主な症状は、上腹部痛、腰や背中の痛みなどですが、その程度は人によって様々です。上記以外にも嘔吐・吐き気、食欲不振、腹部が張るなどの症状も現れます。病状が進行すると、体内から分泌されるインスリンが不足して糖尿病を発症します。また消化吸収障害が起き、下痢や体重減少がみられることもあります。
治療について
症状の程度にもよりますが、炎症を抑制させ、膵臓の負担を軽減するための薬物療法が中心となります。これに併せて、節酒や禁酒、高脂肪食を控えるなど生活習慣の改善も行っていきます。
膵臓がん
膵臓がんとは
膵臓に発生する悪性腫瘍を総称して膵臓がんと言います。その中でも膵管の細胞から発生するがん(膵管がん)を発症するケースが最も多く、全膵臓がん患者様の9割程度を占めると言われています。また膵臓は後腹膜器官であることから早期発見が困難で、消化器がんの中で最も予後が悪いがんとしても知られています。なお原因は特定されていませんが、発症しやすいタイプとして、糖尿病や慢性膵炎に罹患している患者様、家族歴、喫煙、肥満などが挙げられています。

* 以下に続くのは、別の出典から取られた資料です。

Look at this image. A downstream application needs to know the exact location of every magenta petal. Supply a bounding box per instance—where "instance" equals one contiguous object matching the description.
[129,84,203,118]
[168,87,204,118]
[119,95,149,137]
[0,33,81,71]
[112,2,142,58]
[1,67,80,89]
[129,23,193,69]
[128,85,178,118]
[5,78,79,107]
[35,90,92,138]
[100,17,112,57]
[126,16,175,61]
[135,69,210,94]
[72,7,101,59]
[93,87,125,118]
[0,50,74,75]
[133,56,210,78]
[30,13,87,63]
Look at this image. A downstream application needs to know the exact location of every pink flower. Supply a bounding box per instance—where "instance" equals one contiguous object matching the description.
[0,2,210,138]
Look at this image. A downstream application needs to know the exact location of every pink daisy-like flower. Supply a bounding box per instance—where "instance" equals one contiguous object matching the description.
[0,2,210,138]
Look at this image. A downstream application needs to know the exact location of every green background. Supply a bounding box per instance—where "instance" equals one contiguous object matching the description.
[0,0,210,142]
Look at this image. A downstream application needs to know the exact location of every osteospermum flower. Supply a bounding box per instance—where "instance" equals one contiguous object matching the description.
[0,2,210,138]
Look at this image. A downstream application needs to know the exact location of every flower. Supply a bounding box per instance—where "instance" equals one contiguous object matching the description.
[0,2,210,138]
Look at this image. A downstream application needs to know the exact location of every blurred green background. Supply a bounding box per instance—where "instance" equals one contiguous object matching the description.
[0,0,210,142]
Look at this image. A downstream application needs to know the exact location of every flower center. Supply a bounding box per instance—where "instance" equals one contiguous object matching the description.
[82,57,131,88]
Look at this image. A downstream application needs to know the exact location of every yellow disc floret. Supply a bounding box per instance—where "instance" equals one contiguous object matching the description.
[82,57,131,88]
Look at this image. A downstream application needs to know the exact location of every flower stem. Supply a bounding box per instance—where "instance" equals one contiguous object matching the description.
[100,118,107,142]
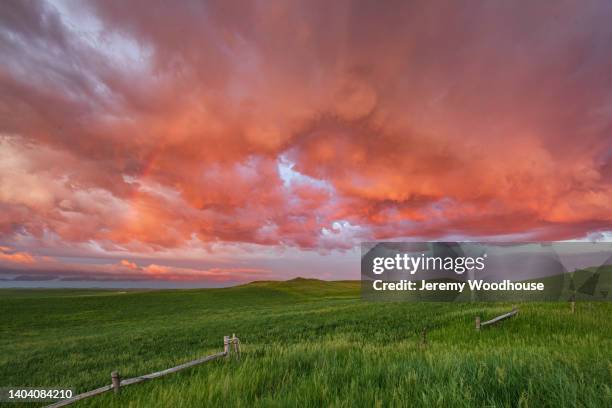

主な症状ですが、初期症状は出にくいとされ、人によっては食欲不振や上腹部の不快感がみられることもあります。病状がある程度まで進行すると、みぞおちや腹部・背中の痛み、黄疸などが現れるようになります。
治療について
切除が可能であれば外科的治療(手術療法)となります。手術が困難という場合は、化学療法を行うほか、放射線治療を併せることもあります。